Cape Town - Defence and Military Veterans Minister Nosiviwe Mapisa-Nqakula on Tuesday said the reduction of over R15 billion in the medium term expenditure framework had placed the department in a very difficult position.
“We must inform this House of the negative impact our declining allocation has had and will continue to have on the Department of Defence in general – our military capabilities in particular and our ability to meet our operational responsibilities assigned to us as well as our international obligations,” Mapisa-Nqakula said.
She made the statement when she delivered her budget vote speech that was marked by yet another budget reduction for a third year in row.
Mapisa-Nqakula said their capital budget had effectively been reduced to a trickle and the operating budget was under extreme pressure.
“Under these conditions, we are finding it very difficult to improve the serviceability of our prime mission equipment.”

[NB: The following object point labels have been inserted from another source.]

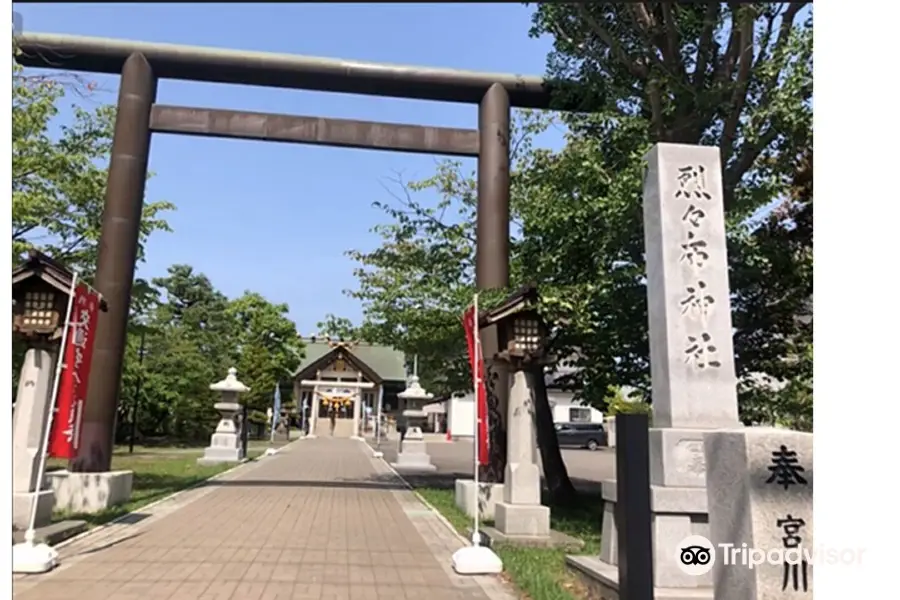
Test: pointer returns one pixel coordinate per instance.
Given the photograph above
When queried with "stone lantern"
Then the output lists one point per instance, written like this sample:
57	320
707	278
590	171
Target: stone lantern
225	445
413	453
522	336
40	292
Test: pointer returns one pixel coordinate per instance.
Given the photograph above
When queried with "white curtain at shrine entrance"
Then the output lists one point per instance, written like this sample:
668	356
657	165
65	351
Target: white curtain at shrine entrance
336	392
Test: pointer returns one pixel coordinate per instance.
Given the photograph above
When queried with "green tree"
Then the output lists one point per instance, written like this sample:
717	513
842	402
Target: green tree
59	178
738	76
268	348
340	328
735	76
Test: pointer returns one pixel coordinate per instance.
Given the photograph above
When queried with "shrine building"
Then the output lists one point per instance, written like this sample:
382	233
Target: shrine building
347	378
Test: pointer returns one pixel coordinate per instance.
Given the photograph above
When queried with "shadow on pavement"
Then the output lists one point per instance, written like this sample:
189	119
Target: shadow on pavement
372	484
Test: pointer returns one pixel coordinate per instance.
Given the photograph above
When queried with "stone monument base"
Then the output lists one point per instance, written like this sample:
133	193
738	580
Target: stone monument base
54	533
602	579
677	513
22	508
217	456
489	494
413	457
90	492
556	539
522	520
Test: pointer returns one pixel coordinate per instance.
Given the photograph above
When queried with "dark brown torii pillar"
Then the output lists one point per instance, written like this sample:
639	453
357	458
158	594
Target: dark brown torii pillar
119	237
491	272
142	64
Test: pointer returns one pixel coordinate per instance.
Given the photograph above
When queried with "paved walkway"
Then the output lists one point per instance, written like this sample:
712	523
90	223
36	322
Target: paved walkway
320	520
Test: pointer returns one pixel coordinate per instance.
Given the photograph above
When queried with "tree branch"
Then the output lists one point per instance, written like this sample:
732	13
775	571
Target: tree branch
705	45
739	93
672	45
749	155
414	206
725	68
635	68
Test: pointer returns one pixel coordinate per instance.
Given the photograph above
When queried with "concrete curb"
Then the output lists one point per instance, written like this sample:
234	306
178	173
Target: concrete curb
170	497
421	499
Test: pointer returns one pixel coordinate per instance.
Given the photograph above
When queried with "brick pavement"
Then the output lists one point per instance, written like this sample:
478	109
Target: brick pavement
321	520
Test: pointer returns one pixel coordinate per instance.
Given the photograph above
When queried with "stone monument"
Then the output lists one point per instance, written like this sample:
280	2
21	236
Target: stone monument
29	429
225	445
691	361
521	515
760	494
413	455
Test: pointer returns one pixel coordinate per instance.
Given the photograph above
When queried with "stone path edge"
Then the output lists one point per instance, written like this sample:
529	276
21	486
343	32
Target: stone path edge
485	582
149	507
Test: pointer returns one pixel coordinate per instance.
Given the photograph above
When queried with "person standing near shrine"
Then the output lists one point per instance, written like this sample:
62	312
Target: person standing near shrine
401	429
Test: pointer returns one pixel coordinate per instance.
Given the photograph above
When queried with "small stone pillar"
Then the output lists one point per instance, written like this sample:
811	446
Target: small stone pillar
29	428
691	362
225	445
357	407
760	495
413	454
521	514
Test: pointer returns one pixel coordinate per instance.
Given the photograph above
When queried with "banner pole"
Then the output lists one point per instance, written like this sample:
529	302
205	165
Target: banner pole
476	536
48	418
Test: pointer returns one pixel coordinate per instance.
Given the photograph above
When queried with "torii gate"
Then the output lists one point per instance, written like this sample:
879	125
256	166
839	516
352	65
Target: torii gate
143	64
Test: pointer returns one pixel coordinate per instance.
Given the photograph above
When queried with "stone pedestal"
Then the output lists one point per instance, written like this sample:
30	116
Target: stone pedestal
29	429
760	494
225	444
489	494
691	360
521	514
413	451
90	492
413	454
609	423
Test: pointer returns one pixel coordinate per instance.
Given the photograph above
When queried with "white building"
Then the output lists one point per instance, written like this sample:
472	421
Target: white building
461	409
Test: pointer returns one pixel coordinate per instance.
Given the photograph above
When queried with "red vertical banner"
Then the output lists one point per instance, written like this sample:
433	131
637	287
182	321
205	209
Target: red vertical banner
476	361
65	434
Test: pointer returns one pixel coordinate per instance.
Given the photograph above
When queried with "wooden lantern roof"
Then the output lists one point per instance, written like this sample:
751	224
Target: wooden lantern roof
39	266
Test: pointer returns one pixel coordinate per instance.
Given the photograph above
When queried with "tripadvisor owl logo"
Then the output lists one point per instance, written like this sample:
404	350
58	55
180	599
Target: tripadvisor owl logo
696	555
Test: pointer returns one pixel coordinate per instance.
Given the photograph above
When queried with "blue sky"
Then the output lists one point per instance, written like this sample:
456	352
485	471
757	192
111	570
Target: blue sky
277	218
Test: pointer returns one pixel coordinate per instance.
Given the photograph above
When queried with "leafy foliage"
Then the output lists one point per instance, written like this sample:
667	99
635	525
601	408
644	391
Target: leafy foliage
189	332
59	179
737	76
192	336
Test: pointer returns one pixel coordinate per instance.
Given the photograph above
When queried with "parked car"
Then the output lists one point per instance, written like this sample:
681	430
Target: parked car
581	435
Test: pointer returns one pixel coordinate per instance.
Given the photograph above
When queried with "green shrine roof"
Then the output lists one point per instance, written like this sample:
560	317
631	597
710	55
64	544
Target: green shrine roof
389	364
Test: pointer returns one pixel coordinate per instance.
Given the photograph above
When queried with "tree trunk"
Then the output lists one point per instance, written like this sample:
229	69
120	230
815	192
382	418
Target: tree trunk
562	492
496	375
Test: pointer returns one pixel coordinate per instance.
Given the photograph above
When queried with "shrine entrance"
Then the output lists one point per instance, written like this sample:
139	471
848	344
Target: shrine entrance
142	65
342	385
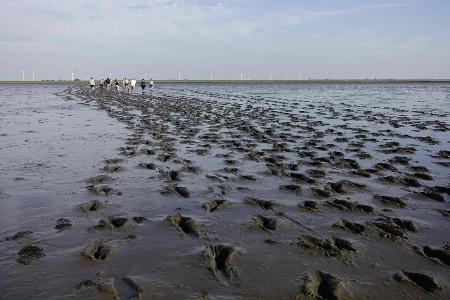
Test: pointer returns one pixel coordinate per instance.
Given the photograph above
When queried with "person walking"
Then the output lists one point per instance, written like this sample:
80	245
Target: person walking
143	85
151	84
92	83
108	84
132	85
126	84
117	85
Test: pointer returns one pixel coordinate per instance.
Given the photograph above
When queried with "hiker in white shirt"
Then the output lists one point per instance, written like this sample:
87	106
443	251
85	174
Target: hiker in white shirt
92	83
133	85
151	85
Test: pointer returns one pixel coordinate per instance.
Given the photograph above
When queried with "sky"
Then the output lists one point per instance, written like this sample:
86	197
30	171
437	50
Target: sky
306	39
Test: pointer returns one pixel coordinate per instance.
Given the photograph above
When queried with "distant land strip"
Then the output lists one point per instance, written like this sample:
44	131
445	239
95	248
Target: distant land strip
306	81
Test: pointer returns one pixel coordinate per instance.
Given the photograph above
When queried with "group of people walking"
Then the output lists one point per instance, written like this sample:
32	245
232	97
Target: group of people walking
127	85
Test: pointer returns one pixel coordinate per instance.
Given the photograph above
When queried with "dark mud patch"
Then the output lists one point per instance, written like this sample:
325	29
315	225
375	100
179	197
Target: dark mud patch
19	235
185	225
99	179
441	256
217	204
220	262
112	168
113	161
333	247
180	190
345	186
309	205
264	204
350	206
135	285
324	286
97	251
111	222
139	220
93	205
148	166
421	280
423	176
29	254
63	224
295	188
103	190
105	286
354	227
302	177
266	223
315	173
390	200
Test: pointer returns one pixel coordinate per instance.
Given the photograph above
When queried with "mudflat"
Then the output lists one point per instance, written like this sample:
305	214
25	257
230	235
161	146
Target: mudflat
311	191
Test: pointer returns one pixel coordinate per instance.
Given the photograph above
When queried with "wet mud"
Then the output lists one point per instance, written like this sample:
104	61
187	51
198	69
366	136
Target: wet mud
217	192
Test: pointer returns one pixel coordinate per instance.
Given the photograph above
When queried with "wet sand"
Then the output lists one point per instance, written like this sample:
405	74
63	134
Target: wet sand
223	192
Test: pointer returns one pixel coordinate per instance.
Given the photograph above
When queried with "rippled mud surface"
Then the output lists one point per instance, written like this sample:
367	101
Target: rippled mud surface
316	191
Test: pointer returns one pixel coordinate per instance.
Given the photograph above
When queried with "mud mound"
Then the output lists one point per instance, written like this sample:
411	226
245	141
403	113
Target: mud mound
424	281
29	254
324	286
266	223
97	251
334	247
185	225
265	204
214	205
220	261
439	255
92	206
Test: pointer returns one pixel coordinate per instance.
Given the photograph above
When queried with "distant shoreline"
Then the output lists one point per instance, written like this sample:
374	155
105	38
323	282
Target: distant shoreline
333	81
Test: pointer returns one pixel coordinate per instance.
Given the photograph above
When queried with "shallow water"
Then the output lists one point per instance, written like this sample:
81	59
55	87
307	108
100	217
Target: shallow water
54	137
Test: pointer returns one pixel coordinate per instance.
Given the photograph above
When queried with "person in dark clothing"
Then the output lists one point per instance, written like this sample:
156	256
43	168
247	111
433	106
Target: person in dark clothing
143	85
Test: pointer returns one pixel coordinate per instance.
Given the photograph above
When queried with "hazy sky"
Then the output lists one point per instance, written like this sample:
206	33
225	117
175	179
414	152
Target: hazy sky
316	38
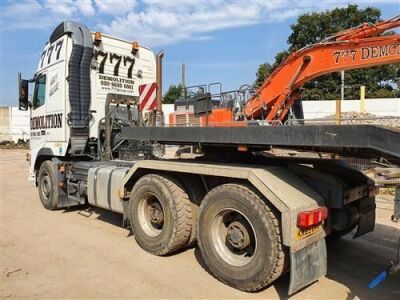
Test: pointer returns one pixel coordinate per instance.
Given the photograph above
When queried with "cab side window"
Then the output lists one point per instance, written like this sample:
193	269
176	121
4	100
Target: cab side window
39	93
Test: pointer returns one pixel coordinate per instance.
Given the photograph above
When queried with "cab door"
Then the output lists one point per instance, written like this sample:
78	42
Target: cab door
38	116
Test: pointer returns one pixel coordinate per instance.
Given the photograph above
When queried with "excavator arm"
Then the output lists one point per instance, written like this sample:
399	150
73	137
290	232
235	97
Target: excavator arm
355	48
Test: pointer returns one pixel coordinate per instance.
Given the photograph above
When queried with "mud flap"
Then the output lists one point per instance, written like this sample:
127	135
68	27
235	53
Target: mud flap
307	265
366	222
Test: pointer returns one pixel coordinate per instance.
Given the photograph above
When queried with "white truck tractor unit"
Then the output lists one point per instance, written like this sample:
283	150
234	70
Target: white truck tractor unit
253	216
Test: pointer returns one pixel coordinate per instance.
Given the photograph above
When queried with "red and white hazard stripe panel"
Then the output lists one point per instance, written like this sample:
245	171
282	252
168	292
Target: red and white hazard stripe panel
147	97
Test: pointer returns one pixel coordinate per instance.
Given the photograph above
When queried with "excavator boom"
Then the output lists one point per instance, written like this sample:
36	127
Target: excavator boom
359	47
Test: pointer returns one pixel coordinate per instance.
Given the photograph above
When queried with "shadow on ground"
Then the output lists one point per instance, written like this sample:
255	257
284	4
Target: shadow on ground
355	263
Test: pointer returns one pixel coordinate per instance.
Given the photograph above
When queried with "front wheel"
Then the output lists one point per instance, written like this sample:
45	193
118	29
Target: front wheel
47	185
239	238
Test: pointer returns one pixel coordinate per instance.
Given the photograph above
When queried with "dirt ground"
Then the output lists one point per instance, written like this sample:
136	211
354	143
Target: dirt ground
85	253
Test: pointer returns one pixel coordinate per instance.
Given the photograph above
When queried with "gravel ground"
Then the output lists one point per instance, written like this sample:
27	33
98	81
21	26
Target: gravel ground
85	253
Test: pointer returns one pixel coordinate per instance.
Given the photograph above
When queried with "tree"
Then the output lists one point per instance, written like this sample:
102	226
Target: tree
311	28
173	93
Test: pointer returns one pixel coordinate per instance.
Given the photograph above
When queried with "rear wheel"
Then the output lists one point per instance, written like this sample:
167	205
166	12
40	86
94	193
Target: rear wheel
160	214
47	185
239	237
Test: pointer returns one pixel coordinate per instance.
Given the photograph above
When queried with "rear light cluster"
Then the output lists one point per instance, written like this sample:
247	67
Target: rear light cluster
373	190
306	219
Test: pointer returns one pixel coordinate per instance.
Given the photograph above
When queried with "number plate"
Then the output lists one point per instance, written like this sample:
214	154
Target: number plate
303	233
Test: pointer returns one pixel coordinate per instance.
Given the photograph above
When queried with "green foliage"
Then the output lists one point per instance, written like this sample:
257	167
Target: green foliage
311	28
173	93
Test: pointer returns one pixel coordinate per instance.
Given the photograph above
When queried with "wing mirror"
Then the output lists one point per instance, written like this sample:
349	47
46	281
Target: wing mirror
23	87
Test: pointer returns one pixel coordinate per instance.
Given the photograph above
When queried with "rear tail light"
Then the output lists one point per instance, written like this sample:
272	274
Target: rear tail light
306	219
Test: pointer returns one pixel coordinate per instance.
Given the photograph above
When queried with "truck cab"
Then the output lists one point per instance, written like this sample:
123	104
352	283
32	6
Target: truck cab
76	71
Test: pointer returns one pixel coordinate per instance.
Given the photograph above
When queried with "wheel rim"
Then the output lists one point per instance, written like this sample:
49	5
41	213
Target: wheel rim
151	215
233	237
46	186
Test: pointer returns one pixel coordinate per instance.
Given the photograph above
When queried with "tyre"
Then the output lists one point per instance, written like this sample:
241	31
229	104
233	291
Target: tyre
160	214
195	189
47	185
239	238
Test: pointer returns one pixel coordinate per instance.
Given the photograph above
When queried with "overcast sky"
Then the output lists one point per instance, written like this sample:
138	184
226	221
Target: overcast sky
217	40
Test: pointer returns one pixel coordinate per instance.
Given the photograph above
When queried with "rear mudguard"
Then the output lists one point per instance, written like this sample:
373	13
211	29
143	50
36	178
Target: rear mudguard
307	265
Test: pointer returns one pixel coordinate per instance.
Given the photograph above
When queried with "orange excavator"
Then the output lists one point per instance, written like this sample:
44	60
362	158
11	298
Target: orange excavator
359	47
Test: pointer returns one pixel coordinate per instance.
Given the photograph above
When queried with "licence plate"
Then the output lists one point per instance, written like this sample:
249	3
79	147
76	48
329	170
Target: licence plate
303	233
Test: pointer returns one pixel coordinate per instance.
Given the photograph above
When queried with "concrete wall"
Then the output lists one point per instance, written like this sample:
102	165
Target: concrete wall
379	107
14	124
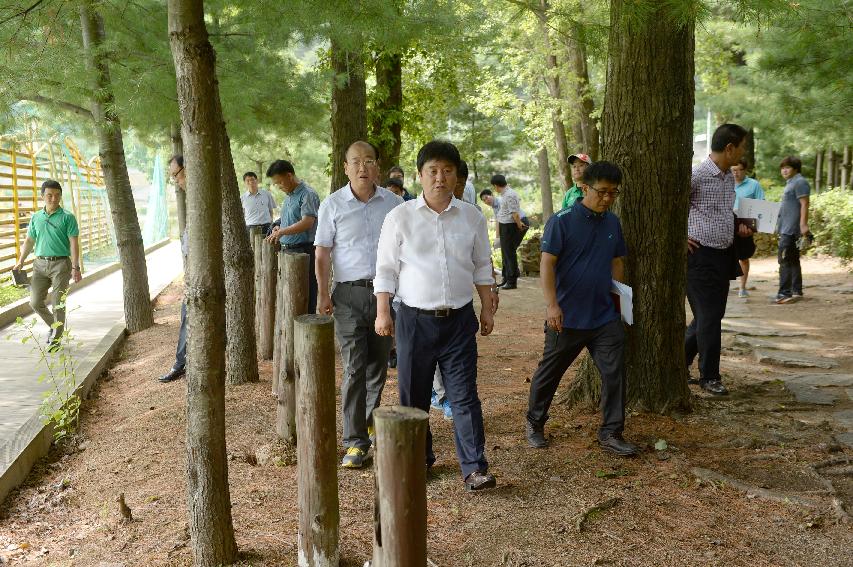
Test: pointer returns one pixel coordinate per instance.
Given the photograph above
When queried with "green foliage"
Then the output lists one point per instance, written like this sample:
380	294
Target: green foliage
831	223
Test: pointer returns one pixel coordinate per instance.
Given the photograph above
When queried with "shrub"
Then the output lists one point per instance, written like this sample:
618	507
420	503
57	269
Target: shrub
831	222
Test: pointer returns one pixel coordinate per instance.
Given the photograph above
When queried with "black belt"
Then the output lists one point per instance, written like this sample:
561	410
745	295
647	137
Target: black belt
359	283
296	246
440	313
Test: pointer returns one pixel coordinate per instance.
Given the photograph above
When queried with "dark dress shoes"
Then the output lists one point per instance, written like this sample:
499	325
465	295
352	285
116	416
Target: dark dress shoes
614	443
536	436
172	375
479	481
714	387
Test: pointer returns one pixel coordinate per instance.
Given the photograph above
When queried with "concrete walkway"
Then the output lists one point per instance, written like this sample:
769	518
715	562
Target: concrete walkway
95	319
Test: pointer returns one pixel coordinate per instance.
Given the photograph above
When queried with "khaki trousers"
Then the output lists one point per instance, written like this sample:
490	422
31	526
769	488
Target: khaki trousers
52	275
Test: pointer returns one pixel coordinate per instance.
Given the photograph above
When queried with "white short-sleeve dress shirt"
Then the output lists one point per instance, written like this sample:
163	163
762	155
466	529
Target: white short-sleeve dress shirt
351	229
430	260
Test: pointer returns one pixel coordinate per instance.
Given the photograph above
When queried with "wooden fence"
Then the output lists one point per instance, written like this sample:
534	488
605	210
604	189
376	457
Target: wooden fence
23	168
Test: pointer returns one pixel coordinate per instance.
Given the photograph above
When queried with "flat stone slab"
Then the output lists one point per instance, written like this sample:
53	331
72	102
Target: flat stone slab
793	360
821	380
790	344
755	328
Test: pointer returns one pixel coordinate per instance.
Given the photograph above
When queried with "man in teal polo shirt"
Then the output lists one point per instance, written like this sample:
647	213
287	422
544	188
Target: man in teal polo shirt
578	163
298	223
53	233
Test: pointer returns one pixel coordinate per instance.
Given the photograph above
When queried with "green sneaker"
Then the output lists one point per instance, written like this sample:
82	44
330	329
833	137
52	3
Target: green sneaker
354	459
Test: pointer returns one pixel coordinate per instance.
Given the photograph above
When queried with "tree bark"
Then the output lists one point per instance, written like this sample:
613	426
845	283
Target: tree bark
294	298
589	135
180	194
650	90
401	484
386	118
241	351
209	501
545	184
552	81
317	456
349	108
138	313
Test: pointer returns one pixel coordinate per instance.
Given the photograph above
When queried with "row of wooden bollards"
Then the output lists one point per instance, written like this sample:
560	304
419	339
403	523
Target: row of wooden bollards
302	348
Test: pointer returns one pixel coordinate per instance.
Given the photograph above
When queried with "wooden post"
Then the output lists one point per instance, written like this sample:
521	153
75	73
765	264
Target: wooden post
401	482
269	277
316	465
294	298
257	246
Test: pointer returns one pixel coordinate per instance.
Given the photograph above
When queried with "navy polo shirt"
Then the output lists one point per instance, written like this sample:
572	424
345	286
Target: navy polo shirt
585	244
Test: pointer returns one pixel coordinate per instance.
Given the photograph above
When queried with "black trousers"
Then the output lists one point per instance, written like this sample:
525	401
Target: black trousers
424	341
790	272
307	248
511	237
709	271
606	345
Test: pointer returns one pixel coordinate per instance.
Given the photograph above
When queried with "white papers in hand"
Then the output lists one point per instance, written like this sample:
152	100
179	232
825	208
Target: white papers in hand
626	300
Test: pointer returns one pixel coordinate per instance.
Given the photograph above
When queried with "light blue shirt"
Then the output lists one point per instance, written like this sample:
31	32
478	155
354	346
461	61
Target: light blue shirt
351	229
749	188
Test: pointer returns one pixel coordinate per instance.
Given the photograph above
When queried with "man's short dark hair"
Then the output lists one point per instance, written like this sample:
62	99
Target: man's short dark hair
50	184
438	149
462	170
727	134
280	167
498	180
792	161
602	170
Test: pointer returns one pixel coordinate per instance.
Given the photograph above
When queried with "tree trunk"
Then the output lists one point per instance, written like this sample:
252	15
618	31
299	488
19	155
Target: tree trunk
401	484
552	81
576	49
209	501
180	194
349	108
386	118
650	90
545	184
317	454
138	313
241	354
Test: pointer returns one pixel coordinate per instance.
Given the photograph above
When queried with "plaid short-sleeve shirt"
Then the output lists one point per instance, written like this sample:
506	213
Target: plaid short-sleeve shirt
712	196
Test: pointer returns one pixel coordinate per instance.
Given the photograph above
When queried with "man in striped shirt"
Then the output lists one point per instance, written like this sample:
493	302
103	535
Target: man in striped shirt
711	259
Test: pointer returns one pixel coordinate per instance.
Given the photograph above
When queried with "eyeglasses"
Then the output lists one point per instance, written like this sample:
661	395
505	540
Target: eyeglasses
602	193
365	162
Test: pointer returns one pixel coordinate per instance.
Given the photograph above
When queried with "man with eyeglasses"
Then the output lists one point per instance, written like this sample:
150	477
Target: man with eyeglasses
298	219
348	227
582	251
53	233
179	177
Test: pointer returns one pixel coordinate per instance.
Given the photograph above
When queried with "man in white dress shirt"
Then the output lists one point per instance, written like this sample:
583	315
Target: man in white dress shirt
347	236
433	251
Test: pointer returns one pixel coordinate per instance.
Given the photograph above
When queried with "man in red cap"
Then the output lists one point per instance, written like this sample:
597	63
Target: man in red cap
578	162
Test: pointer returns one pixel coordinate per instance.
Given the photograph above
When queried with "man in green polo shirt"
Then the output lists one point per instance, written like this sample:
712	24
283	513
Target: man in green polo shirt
578	163
53	233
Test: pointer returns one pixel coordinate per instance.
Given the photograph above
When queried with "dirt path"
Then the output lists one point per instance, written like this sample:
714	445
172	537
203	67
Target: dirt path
132	442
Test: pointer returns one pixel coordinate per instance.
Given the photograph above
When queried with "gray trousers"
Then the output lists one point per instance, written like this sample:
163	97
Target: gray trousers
53	275
365	360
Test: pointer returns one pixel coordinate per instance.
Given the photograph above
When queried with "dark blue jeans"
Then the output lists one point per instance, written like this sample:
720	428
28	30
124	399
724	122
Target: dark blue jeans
424	341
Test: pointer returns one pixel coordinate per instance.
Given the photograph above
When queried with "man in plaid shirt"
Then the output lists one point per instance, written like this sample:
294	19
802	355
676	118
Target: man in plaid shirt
711	259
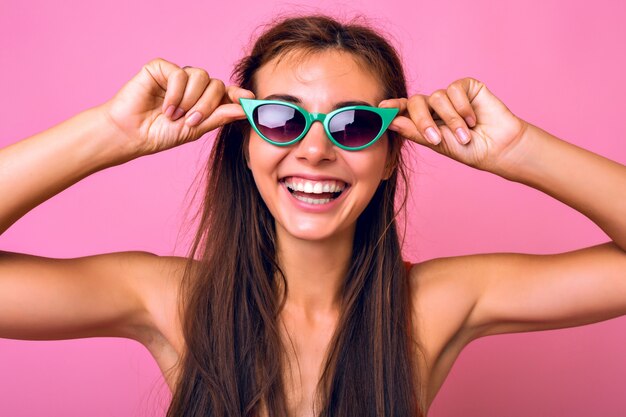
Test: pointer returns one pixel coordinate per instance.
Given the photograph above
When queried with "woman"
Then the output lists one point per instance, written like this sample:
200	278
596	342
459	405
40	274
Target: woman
294	299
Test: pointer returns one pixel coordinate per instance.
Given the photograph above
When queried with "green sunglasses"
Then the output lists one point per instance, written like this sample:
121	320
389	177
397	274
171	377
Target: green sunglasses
351	128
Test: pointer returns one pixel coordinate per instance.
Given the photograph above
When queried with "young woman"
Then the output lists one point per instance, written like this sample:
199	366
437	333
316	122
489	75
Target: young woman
294	299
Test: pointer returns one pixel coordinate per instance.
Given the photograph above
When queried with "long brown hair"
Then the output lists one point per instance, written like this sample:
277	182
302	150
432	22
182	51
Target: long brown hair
230	304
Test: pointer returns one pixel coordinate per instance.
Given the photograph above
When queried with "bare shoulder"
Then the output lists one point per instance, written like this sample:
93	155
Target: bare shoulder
443	295
159	290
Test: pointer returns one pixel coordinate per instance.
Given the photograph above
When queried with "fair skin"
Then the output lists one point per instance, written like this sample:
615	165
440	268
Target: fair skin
133	294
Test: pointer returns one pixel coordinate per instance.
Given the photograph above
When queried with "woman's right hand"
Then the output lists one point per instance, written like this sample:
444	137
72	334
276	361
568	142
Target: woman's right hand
154	111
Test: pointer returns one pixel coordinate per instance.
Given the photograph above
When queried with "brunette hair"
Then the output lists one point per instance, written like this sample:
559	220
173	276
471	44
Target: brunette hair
234	357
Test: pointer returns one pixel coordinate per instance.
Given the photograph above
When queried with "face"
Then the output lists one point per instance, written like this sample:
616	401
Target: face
314	163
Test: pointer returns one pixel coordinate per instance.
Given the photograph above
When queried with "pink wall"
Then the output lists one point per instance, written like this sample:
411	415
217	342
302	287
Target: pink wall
559	65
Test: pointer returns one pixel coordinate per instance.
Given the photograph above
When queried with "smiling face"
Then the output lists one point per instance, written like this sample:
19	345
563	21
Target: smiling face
318	82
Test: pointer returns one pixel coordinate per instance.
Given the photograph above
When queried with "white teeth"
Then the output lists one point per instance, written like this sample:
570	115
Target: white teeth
316	187
313	200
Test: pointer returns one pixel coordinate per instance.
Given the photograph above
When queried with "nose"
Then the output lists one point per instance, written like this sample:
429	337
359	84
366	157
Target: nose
315	146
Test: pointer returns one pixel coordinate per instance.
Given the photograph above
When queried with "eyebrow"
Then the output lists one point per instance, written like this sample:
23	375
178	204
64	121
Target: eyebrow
296	100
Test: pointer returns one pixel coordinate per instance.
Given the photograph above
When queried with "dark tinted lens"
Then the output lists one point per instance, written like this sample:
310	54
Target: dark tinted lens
279	123
354	128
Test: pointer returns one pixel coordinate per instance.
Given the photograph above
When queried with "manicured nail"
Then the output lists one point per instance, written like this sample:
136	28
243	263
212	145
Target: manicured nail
193	119
179	112
433	136
170	110
463	135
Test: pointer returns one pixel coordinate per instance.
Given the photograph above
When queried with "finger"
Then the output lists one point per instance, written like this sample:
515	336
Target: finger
234	93
223	114
207	103
197	81
458	93
176	82
441	103
405	127
419	112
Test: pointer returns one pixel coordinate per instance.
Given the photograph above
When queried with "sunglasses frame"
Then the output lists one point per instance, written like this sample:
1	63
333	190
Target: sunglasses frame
386	114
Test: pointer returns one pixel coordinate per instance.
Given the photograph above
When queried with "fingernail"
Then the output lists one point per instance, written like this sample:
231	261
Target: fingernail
433	136
463	135
170	110
193	119
179	112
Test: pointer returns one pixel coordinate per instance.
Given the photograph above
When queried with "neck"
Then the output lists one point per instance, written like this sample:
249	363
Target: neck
314	271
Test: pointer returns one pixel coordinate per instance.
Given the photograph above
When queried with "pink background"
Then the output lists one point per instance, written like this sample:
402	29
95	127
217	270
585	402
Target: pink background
559	65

She also said while they were fully aware of the fiscal challenges that South Africa had, the reduction to their allocation had had a devastating impact not only on the SA National Defence Force, but also on the defence industry and defence-related industry.
Mapisa-Nqakula told the MPs that she was at pains to remind Parliament that she had raised the budget reduction in her budget vote speech in 2019.
“If we are honest with ourselves, we now face the reality that if we do not intervene in a decisive manner, we will lose our state-owned defence industrial base and the ability to repair, maintain and overhaul most of our six defence systems.
“This not only compromises our ability to maintain our current equipment in service, but also fundamentally impacts our longer-term ability to remain relevant and ready to conduct effective operations in the future.”
The minister said in the event this happened, they could find themselves reliant on foreign powers for their main equipment and that would come at great strategic expense.
“The knock-on effect of this has had dire consequences for the contribution that the defence industry makes to science and technology development, manufacturing, export earnings, education and artisan training, jobs for our people and the economy in general.”
Mapisa-Nqakula listed five directives she had issued in an attempt to salvage the situation.
This included the department to effect cost savings measures in the personnel budget to include, among others, what she termed “voluntary separation of members wishing to do so”.
ANC MP Cyril Xaba said the budget was presented under difficult global economic conditions.
“The constrained fiscal environment has forced managers to do more with less and look for measures to effect savings to fund new projects,” Xaba said.
He also said despite the budget cuts, the SANDF remained committed to the protection of South Africa’s territorial integrity and South African people.
DA MP Kobus Marais said the unilateral budget cuts had stripped the SANDF of essential procurement and maintenance capacity.
“This will have a detrimental effect on both SANDF and the defence industry stakeholders,” Marais said.
He, however, said political will did not exist with President Cyril Ramaphosa and Mapisa-Nqakula to bring a lasting solution to restructure and reprioritise the SANDF as a smaller and responsive defence force.
The IFP’s Mthokozisi Nxumalo said any savings should be reprioritised to operational expenses, and that additional funding and resources be found for the borders urgently.
The ACDP’s Steve Swart said his party was deeply concerned by the reduction in the defence budget.
He said the concerns were expressed every year but little was done as every year the situation got worse while billions were looted and stolen elsewhere.
“If SAA and other bankrupt SOEs can receive bailouts, the SANDF can and must get additional funds, given the critical role it plays. Decisive action is required,” Swart said.